Sob pressão, agora STF quer mudar regras da delação premiada

O ministro Alexandre de Moraes, do STF, liberou para julgamento uma antiga ação apresentada pelo PT que discute limites para o uso da delação premiada no Brasil.

O caso, que estava parado desde o ano passado, volta à pauta em meio às negociações de um acordo de colaboração do banqueiro Daniel Vorcaro, dono do Banco Master, que tem o magistrado e o colega Dias Toffoli entre as altas autoridades citadas nas investigações.

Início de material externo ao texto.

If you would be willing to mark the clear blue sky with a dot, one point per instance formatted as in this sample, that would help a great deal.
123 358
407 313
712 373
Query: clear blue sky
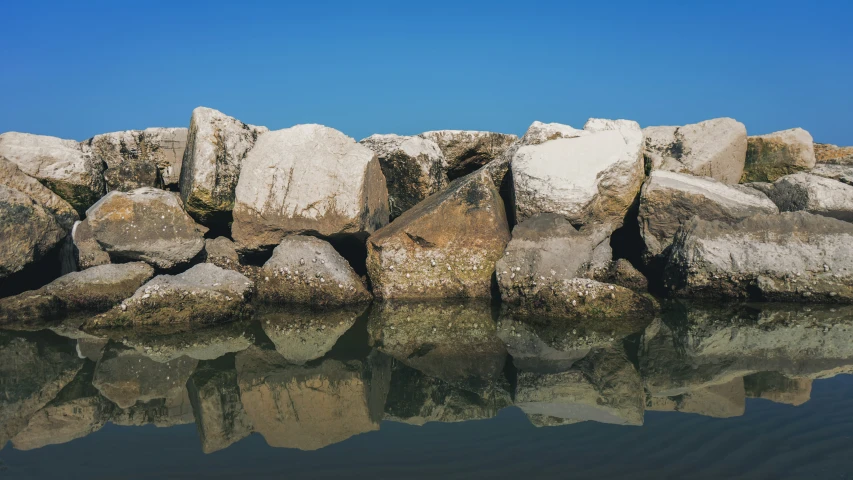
75 69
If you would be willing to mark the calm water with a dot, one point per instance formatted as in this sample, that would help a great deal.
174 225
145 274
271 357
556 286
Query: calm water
437 390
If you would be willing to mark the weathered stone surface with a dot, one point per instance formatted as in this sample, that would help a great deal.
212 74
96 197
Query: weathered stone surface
414 169
202 295
64 166
593 177
446 246
145 224
27 231
713 148
140 158
669 199
308 271
792 256
812 193
771 156
216 147
308 179
466 150
12 177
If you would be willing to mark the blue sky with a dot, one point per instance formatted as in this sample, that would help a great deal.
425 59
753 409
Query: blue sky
75 69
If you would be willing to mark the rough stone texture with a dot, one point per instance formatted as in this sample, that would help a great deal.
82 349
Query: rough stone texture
812 193
446 246
792 256
308 271
64 166
771 156
95 290
12 177
591 178
145 224
414 169
140 158
713 148
216 147
202 295
466 151
27 231
308 179
669 199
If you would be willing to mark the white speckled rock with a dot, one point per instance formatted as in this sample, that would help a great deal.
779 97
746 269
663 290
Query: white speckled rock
414 169
216 148
592 177
669 199
713 148
64 166
771 156
308 178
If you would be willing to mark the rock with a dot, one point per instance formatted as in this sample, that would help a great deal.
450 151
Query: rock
308 179
64 166
812 193
216 147
140 158
95 290
12 177
203 295
713 148
446 246
414 169
308 271
591 178
466 151
793 256
771 156
670 199
28 231
145 224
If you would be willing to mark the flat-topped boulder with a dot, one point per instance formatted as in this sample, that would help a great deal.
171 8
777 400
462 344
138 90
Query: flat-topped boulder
811 193
446 246
414 168
308 179
792 256
216 147
713 148
669 199
771 156
593 177
146 224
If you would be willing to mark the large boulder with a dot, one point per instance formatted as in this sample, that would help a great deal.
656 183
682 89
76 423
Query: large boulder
414 169
216 147
669 199
202 295
713 148
771 156
812 193
593 177
140 158
792 256
308 271
145 224
64 166
467 150
308 179
446 246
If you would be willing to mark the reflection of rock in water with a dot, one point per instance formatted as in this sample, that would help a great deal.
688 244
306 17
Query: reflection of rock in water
778 388
33 369
604 387
301 334
215 398
305 407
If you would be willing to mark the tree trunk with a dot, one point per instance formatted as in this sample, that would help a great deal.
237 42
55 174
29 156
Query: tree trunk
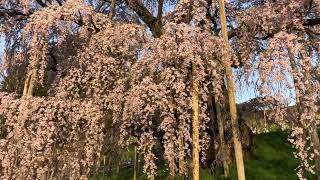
112 9
182 165
316 147
171 163
231 95
221 138
135 164
31 84
26 84
195 126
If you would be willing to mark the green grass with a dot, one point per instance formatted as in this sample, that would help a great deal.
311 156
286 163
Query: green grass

No caso de Moraes, apurações apontam que sua esposa, Viviane Barci, teve seu escritório de advocacia contratado por Vorcaro por R$ 129 milhões, e que efetivamente recebeu R$ 80 milhões por serviços prestados.

A ação tem Moraes como relator e, após mais de dois anos sem decisões relevantes, encaminhou na segunda-feira (6) o processo para análise do plenário.

O pedido do PT foi protocolado em dezembro de 2021 e buscava restringir e definir critérios mais claros para a aplicação da delação premiada em processos criminais.

Agora, caberá ao presidente do STF, Edson Fachin, definir a data do julgamento que poderá redefinir os limites da delação premiada no país.

Andamento da delação

Segundo fontes, Vorcaro tem se reunido quase que diariamente com seus advogados para costurar a proposta de delação premiada que será apresentada à Polícia Federal e à Procuradoria-Geral da República (PGR) sobre o suposto esquema de fraudes financeiras que já é apontado como o maior na história do país.